So in summary up to about early 2020 the structural damage to our fragile global supply chains was significant. China, once viewed as a sort of “factory for the world,” and the globalization that resulted from this thinking is really a thought of the past.
“In the past, there would be one massive plant in China for the whole world. But that globalisation is gone,” says CY Huang, a Taiwanese investment banker and adviser on a number of deals which have contributed to disentangling global supply chains from China. “It will be more costly, and it will be less efficient. But it is the way that politics is pushing us.”

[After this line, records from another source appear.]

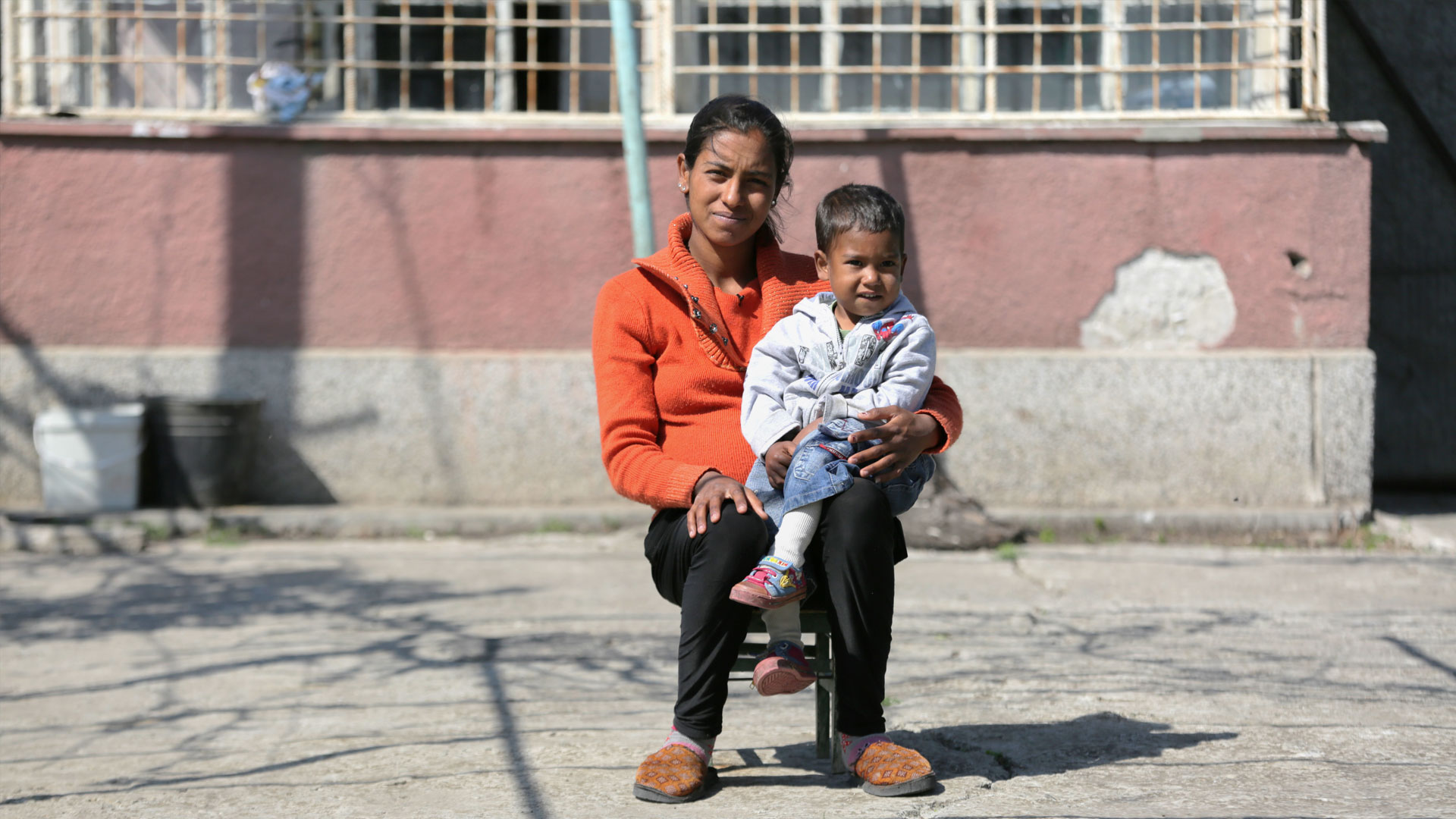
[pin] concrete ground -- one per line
(528, 675)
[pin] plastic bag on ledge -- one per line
(283, 91)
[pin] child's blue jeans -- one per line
(820, 469)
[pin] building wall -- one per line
(1395, 61)
(410, 305)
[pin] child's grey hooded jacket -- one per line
(801, 369)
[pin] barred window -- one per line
(892, 61)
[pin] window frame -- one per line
(663, 25)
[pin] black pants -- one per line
(852, 563)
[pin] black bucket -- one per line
(200, 450)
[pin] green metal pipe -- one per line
(634, 139)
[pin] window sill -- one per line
(1181, 131)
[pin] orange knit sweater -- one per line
(670, 371)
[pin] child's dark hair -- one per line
(858, 207)
(743, 114)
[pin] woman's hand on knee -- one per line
(712, 490)
(902, 438)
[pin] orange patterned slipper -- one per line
(673, 774)
(893, 770)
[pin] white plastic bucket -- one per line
(89, 458)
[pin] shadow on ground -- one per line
(993, 752)
(388, 629)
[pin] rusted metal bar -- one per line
(992, 60)
(351, 74)
(1036, 55)
(915, 55)
(1158, 39)
(1234, 55)
(447, 49)
(532, 53)
(712, 50)
(405, 50)
(795, 104)
(574, 55)
(139, 69)
(877, 57)
(1307, 76)
(1076, 57)
(180, 96)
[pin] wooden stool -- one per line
(821, 659)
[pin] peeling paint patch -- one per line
(1164, 300)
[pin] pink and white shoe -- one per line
(770, 585)
(783, 670)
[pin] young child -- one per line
(840, 353)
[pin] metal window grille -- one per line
(832, 60)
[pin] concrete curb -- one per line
(1426, 532)
(130, 532)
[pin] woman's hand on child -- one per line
(902, 438)
(708, 500)
(777, 463)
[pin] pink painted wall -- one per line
(264, 242)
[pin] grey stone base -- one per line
(1247, 428)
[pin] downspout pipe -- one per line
(634, 139)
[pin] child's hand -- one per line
(777, 463)
(807, 430)
(902, 438)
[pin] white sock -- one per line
(704, 748)
(783, 624)
(795, 534)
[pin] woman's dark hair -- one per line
(858, 207)
(743, 114)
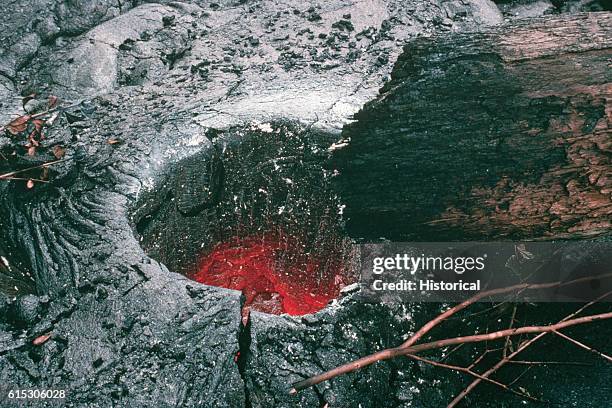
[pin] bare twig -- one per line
(522, 347)
(515, 288)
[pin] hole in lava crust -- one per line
(253, 212)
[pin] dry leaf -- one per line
(27, 99)
(53, 100)
(41, 339)
(58, 152)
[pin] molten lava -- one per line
(275, 274)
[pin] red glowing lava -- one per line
(275, 274)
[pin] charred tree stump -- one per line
(503, 134)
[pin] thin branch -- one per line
(549, 362)
(474, 374)
(584, 346)
(476, 338)
(522, 347)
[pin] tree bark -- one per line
(503, 134)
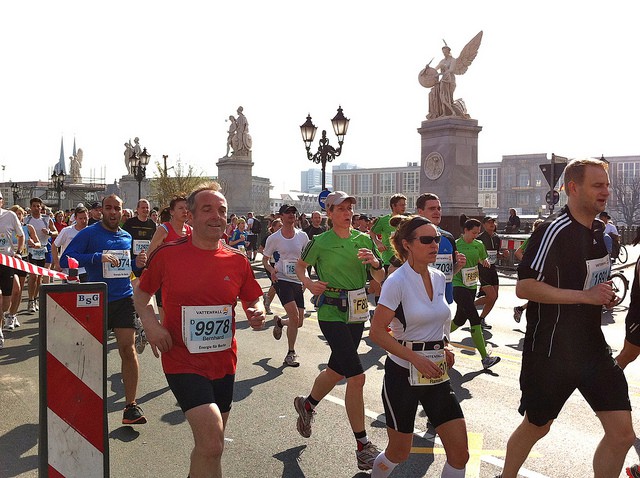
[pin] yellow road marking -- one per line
(475, 453)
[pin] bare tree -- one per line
(165, 187)
(627, 195)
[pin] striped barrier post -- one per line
(73, 389)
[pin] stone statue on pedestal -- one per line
(128, 151)
(131, 150)
(238, 137)
(442, 80)
(75, 163)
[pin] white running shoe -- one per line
(489, 361)
(367, 456)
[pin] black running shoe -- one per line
(133, 415)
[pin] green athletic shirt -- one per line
(474, 252)
(336, 262)
(382, 227)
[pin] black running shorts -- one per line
(547, 383)
(121, 314)
(344, 340)
(289, 292)
(192, 390)
(401, 400)
(6, 280)
(488, 275)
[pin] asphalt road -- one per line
(261, 435)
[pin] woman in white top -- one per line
(413, 305)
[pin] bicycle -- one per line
(620, 285)
(623, 255)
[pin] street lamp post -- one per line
(139, 167)
(16, 192)
(326, 153)
(57, 181)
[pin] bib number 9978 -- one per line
(211, 327)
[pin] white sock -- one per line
(450, 472)
(382, 467)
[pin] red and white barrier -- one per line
(511, 244)
(73, 413)
(24, 266)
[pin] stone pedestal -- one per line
(449, 167)
(234, 175)
(129, 191)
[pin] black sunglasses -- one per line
(429, 239)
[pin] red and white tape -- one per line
(21, 265)
(511, 244)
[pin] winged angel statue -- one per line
(442, 80)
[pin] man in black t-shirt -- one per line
(564, 275)
(142, 228)
(489, 283)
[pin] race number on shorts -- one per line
(123, 269)
(207, 328)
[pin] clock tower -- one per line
(449, 166)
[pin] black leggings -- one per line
(466, 309)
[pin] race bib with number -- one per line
(598, 271)
(207, 328)
(470, 276)
(444, 263)
(289, 269)
(358, 306)
(38, 253)
(140, 245)
(109, 271)
(5, 243)
(492, 256)
(437, 357)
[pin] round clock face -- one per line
(433, 165)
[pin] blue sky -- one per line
(548, 78)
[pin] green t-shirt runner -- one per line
(385, 230)
(475, 253)
(336, 262)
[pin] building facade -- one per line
(374, 187)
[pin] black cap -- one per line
(286, 207)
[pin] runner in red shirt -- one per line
(201, 279)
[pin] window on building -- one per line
(343, 183)
(488, 179)
(365, 203)
(628, 171)
(524, 179)
(523, 200)
(411, 180)
(365, 184)
(488, 200)
(387, 183)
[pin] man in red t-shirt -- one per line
(201, 278)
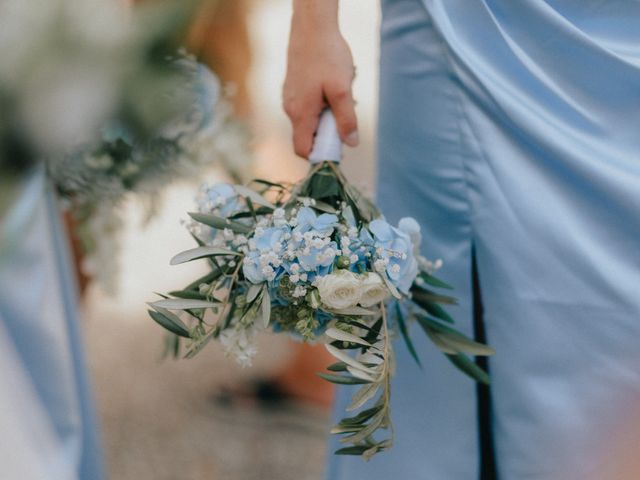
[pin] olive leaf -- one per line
(219, 222)
(200, 252)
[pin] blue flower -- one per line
(224, 199)
(319, 259)
(270, 237)
(251, 267)
(307, 221)
(398, 248)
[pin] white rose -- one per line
(340, 289)
(374, 290)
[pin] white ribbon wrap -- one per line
(327, 144)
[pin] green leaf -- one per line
(342, 379)
(363, 395)
(184, 304)
(432, 308)
(352, 362)
(435, 282)
(188, 294)
(343, 336)
(268, 183)
(452, 341)
(255, 197)
(219, 222)
(428, 296)
(337, 367)
(353, 450)
(405, 334)
(209, 277)
(266, 307)
(374, 424)
(197, 347)
(200, 252)
(171, 323)
(361, 417)
(353, 311)
(470, 368)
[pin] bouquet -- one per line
(97, 177)
(318, 261)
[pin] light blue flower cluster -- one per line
(305, 245)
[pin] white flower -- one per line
(341, 289)
(374, 290)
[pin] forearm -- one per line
(319, 74)
(315, 15)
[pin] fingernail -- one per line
(352, 139)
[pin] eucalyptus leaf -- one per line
(200, 252)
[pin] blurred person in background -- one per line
(220, 38)
(509, 129)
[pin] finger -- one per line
(304, 113)
(303, 134)
(342, 104)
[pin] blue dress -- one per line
(47, 421)
(510, 128)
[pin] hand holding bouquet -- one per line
(316, 260)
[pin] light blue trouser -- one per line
(511, 128)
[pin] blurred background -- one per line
(206, 418)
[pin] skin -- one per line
(320, 72)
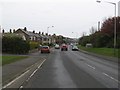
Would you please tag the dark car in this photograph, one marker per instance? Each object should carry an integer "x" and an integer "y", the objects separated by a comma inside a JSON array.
[
  {"x": 75, "y": 48},
  {"x": 64, "y": 47},
  {"x": 57, "y": 46},
  {"x": 45, "y": 49}
]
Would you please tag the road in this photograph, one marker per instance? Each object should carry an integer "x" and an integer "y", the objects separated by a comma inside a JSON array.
[{"x": 71, "y": 69}]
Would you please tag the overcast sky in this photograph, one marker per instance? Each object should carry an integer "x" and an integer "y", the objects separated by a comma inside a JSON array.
[{"x": 66, "y": 16}]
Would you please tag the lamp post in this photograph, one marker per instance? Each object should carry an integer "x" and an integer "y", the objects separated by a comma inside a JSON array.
[
  {"x": 115, "y": 36},
  {"x": 48, "y": 29}
]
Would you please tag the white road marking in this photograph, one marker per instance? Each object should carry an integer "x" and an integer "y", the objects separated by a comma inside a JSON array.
[
  {"x": 37, "y": 68},
  {"x": 111, "y": 77},
  {"x": 21, "y": 86},
  {"x": 16, "y": 79},
  {"x": 23, "y": 75},
  {"x": 91, "y": 66},
  {"x": 33, "y": 72}
]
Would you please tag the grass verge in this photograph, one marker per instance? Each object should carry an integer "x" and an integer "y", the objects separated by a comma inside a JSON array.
[
  {"x": 101, "y": 51},
  {"x": 11, "y": 59}
]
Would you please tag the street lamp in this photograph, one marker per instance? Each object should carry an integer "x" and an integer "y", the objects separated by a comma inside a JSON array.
[
  {"x": 48, "y": 29},
  {"x": 115, "y": 36}
]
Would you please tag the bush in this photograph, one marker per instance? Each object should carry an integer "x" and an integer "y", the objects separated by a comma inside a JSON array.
[
  {"x": 33, "y": 45},
  {"x": 14, "y": 45}
]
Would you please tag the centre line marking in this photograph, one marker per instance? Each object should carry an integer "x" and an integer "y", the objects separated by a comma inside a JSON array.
[{"x": 91, "y": 66}]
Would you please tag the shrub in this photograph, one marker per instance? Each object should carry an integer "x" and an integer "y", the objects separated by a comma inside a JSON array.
[{"x": 33, "y": 45}]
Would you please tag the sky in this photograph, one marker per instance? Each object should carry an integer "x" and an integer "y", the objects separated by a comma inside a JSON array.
[{"x": 70, "y": 18}]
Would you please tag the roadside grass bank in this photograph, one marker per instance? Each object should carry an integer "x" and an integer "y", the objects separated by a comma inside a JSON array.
[
  {"x": 10, "y": 59},
  {"x": 101, "y": 51}
]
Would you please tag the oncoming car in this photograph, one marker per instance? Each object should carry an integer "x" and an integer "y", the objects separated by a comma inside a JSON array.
[
  {"x": 45, "y": 49},
  {"x": 75, "y": 48},
  {"x": 57, "y": 46},
  {"x": 64, "y": 47}
]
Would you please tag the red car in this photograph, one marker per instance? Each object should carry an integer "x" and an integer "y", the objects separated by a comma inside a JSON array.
[
  {"x": 45, "y": 49},
  {"x": 64, "y": 47}
]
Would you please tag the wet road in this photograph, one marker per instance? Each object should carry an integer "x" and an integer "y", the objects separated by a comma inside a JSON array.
[{"x": 73, "y": 69}]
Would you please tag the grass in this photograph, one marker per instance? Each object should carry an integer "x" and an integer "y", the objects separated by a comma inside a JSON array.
[
  {"x": 101, "y": 51},
  {"x": 11, "y": 59}
]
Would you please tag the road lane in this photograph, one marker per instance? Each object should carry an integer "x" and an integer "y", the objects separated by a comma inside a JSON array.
[{"x": 69, "y": 69}]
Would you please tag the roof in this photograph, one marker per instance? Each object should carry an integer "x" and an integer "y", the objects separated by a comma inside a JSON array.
[{"x": 32, "y": 34}]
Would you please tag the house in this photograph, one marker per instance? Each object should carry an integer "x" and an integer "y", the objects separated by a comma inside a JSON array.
[{"x": 30, "y": 36}]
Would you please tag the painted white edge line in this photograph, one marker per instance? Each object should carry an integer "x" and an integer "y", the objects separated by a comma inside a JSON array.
[
  {"x": 16, "y": 79},
  {"x": 111, "y": 77},
  {"x": 23, "y": 75},
  {"x": 91, "y": 66}
]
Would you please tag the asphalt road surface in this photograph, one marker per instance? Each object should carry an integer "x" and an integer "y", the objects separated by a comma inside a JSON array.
[{"x": 73, "y": 69}]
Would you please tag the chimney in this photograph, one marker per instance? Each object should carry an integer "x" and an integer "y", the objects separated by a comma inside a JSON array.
[
  {"x": 33, "y": 31},
  {"x": 42, "y": 33},
  {"x": 46, "y": 34},
  {"x": 25, "y": 29},
  {"x": 10, "y": 30},
  {"x": 39, "y": 32},
  {"x": 13, "y": 30}
]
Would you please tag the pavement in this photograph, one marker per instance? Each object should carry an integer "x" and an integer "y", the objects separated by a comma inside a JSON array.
[
  {"x": 13, "y": 70},
  {"x": 113, "y": 59}
]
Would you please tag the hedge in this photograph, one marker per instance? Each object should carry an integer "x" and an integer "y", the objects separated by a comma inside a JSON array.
[{"x": 15, "y": 45}]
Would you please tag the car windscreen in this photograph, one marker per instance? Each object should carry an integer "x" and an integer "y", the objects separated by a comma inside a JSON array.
[{"x": 44, "y": 47}]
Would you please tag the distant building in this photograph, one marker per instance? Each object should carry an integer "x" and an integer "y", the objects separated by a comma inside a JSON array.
[{"x": 119, "y": 8}]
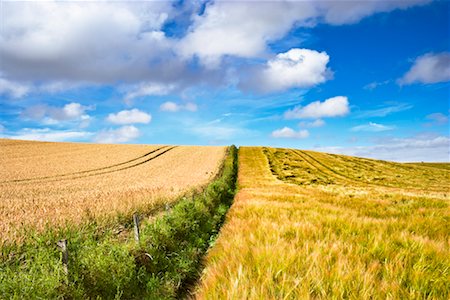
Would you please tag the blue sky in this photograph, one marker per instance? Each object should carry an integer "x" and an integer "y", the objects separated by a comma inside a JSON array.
[{"x": 365, "y": 78}]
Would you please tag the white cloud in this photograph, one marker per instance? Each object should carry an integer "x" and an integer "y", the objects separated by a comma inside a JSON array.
[
  {"x": 82, "y": 41},
  {"x": 375, "y": 84},
  {"x": 13, "y": 89},
  {"x": 240, "y": 28},
  {"x": 383, "y": 111},
  {"x": 120, "y": 135},
  {"x": 437, "y": 119},
  {"x": 244, "y": 28},
  {"x": 124, "y": 42},
  {"x": 47, "y": 134},
  {"x": 312, "y": 124},
  {"x": 148, "y": 89},
  {"x": 428, "y": 68},
  {"x": 372, "y": 127},
  {"x": 129, "y": 117},
  {"x": 51, "y": 115},
  {"x": 421, "y": 148},
  {"x": 296, "y": 68},
  {"x": 333, "y": 107},
  {"x": 170, "y": 106},
  {"x": 290, "y": 133}
]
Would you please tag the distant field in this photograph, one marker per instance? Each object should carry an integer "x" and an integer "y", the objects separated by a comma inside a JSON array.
[
  {"x": 314, "y": 225},
  {"x": 44, "y": 184}
]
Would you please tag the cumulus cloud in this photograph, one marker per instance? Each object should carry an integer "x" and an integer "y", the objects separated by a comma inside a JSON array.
[
  {"x": 296, "y": 68},
  {"x": 373, "y": 85},
  {"x": 120, "y": 135},
  {"x": 333, "y": 107},
  {"x": 244, "y": 28},
  {"x": 129, "y": 117},
  {"x": 290, "y": 133},
  {"x": 312, "y": 124},
  {"x": 384, "y": 111},
  {"x": 414, "y": 149},
  {"x": 148, "y": 89},
  {"x": 52, "y": 115},
  {"x": 170, "y": 106},
  {"x": 47, "y": 134},
  {"x": 372, "y": 127},
  {"x": 429, "y": 68}
]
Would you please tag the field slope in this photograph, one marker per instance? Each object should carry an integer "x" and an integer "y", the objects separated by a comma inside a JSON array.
[{"x": 314, "y": 225}]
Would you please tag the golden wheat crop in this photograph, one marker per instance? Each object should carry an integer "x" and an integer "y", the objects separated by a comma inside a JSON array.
[
  {"x": 54, "y": 184},
  {"x": 314, "y": 225}
]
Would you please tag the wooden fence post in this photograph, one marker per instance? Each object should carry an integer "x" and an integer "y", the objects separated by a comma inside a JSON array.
[
  {"x": 62, "y": 244},
  {"x": 136, "y": 227}
]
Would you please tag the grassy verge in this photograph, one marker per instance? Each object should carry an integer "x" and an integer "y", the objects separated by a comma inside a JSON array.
[{"x": 103, "y": 265}]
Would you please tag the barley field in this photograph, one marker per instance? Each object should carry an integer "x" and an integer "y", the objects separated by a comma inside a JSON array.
[
  {"x": 46, "y": 184},
  {"x": 308, "y": 225}
]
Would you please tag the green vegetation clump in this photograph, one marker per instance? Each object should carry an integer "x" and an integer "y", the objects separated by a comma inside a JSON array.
[{"x": 104, "y": 265}]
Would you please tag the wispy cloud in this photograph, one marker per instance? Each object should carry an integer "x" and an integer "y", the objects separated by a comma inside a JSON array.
[
  {"x": 383, "y": 111},
  {"x": 170, "y": 106},
  {"x": 332, "y": 107},
  {"x": 312, "y": 124},
  {"x": 428, "y": 68},
  {"x": 372, "y": 127},
  {"x": 133, "y": 116},
  {"x": 414, "y": 149},
  {"x": 437, "y": 119},
  {"x": 373, "y": 85},
  {"x": 289, "y": 133},
  {"x": 47, "y": 134},
  {"x": 120, "y": 135},
  {"x": 52, "y": 115}
]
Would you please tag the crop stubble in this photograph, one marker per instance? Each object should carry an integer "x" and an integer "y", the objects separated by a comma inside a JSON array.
[
  {"x": 312, "y": 225},
  {"x": 54, "y": 184}
]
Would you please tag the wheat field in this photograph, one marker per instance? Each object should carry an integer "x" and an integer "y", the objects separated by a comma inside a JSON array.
[
  {"x": 46, "y": 184},
  {"x": 309, "y": 225}
]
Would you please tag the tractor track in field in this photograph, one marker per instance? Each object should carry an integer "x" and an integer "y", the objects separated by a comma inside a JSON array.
[{"x": 94, "y": 172}]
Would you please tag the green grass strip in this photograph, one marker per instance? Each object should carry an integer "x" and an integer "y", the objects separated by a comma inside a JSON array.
[{"x": 164, "y": 265}]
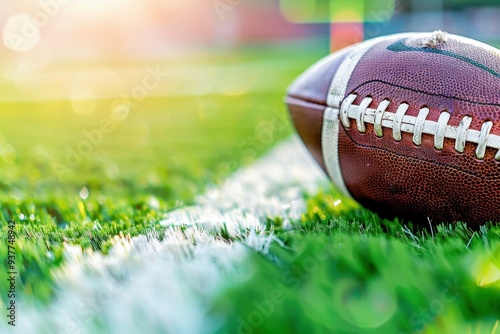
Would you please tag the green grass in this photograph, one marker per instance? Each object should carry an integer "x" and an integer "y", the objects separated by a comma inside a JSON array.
[{"x": 341, "y": 269}]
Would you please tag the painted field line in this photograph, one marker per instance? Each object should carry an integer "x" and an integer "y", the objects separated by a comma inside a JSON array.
[{"x": 149, "y": 286}]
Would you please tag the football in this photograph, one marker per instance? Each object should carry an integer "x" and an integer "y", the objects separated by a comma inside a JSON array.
[{"x": 407, "y": 125}]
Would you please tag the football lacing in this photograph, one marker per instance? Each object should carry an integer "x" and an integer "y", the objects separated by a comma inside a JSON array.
[{"x": 400, "y": 122}]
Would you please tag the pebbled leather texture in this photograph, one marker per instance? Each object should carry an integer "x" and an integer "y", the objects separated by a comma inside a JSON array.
[{"x": 399, "y": 178}]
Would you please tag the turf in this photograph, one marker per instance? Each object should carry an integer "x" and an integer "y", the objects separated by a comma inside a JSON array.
[{"x": 338, "y": 269}]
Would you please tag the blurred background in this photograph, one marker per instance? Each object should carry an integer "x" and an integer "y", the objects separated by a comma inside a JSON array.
[
  {"x": 40, "y": 34},
  {"x": 186, "y": 84}
]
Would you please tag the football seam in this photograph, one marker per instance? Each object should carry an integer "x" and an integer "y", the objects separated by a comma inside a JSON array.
[{"x": 400, "y": 122}]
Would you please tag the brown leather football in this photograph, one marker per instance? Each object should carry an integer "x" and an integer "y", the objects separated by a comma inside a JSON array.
[{"x": 408, "y": 125}]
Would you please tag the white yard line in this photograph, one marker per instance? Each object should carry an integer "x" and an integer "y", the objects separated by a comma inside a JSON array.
[{"x": 150, "y": 286}]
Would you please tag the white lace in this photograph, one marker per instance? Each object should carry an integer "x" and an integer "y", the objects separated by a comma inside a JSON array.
[{"x": 399, "y": 122}]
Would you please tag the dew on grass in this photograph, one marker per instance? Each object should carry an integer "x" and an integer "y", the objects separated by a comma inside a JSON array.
[{"x": 84, "y": 193}]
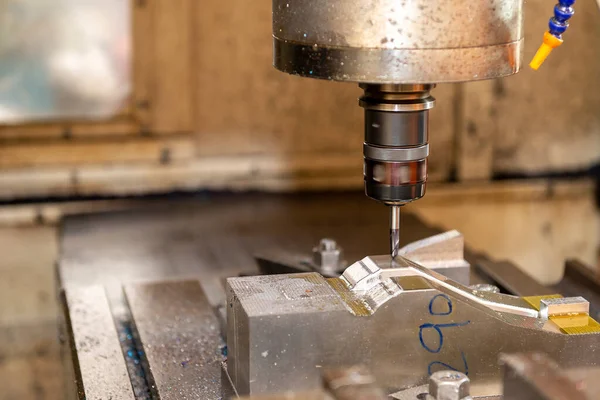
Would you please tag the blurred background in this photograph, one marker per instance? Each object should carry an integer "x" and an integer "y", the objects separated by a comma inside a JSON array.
[{"x": 107, "y": 104}]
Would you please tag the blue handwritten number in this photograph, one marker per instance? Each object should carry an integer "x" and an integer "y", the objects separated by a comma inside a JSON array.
[{"x": 438, "y": 328}]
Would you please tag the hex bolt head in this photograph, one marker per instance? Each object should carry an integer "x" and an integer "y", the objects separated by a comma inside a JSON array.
[{"x": 449, "y": 385}]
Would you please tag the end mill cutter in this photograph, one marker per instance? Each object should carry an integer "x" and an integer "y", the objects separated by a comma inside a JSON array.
[{"x": 397, "y": 52}]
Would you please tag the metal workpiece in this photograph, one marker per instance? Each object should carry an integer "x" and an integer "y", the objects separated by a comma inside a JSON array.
[
  {"x": 178, "y": 333},
  {"x": 396, "y": 141},
  {"x": 564, "y": 306},
  {"x": 443, "y": 253},
  {"x": 537, "y": 376},
  {"x": 449, "y": 385},
  {"x": 485, "y": 287},
  {"x": 384, "y": 41},
  {"x": 284, "y": 330},
  {"x": 97, "y": 367}
]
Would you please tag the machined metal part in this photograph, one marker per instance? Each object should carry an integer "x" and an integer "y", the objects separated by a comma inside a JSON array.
[
  {"x": 449, "y": 385},
  {"x": 283, "y": 330},
  {"x": 218, "y": 237},
  {"x": 353, "y": 383},
  {"x": 97, "y": 366},
  {"x": 564, "y": 306},
  {"x": 396, "y": 141},
  {"x": 536, "y": 376},
  {"x": 384, "y": 41},
  {"x": 443, "y": 253}
]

“The past model, where [manufacturing] is concentrated in just a few countries like a world factory will no longer exist,” Young Liu, Foxconn chairman, said at a conference in June. “What we think is more likely in the future are regional production networks.” -Kathrin Hille for Financial Times
I haven’t seen any news about new factories being built in the US, but this may push production to other low cost labor countries and as a result the chemical industry might also eventually follow their customers. The way that shipping costs and lack of available shipping containers are headed to me indicates that domestic production in the US, while costly, might not be as costly as we think when accounting for transportation costs, especially the hidden carbon costs of shipping things across the ocean.
Joe Biden’s trillion dollar infrastructure bill was also signed so I think we can further expect demand to remain high or perhaps even increase as those programs get off the ground. If we want to repave roads, build better energy grids, and repair our bridges then we are going to need polymers, plastics, and specialty chemicals to make the dream a reality.
Do I think we will completely reorder the way the world does business in the next few years? No, I don’t think it’s going to be as drastic as that, but I do think that we will see some resilience built into our supply chains moving into the future. I would expect more domestic demand for chemicals moving into 2022 and beyond as new capacity is built for the customers of the chemical companies. If we have a recession though due to interest rates getting increased then all bets are off.
Love this post. A succinct and detailed insider's perspective on supply chain woes we all are experiencing. Thank you for writing this.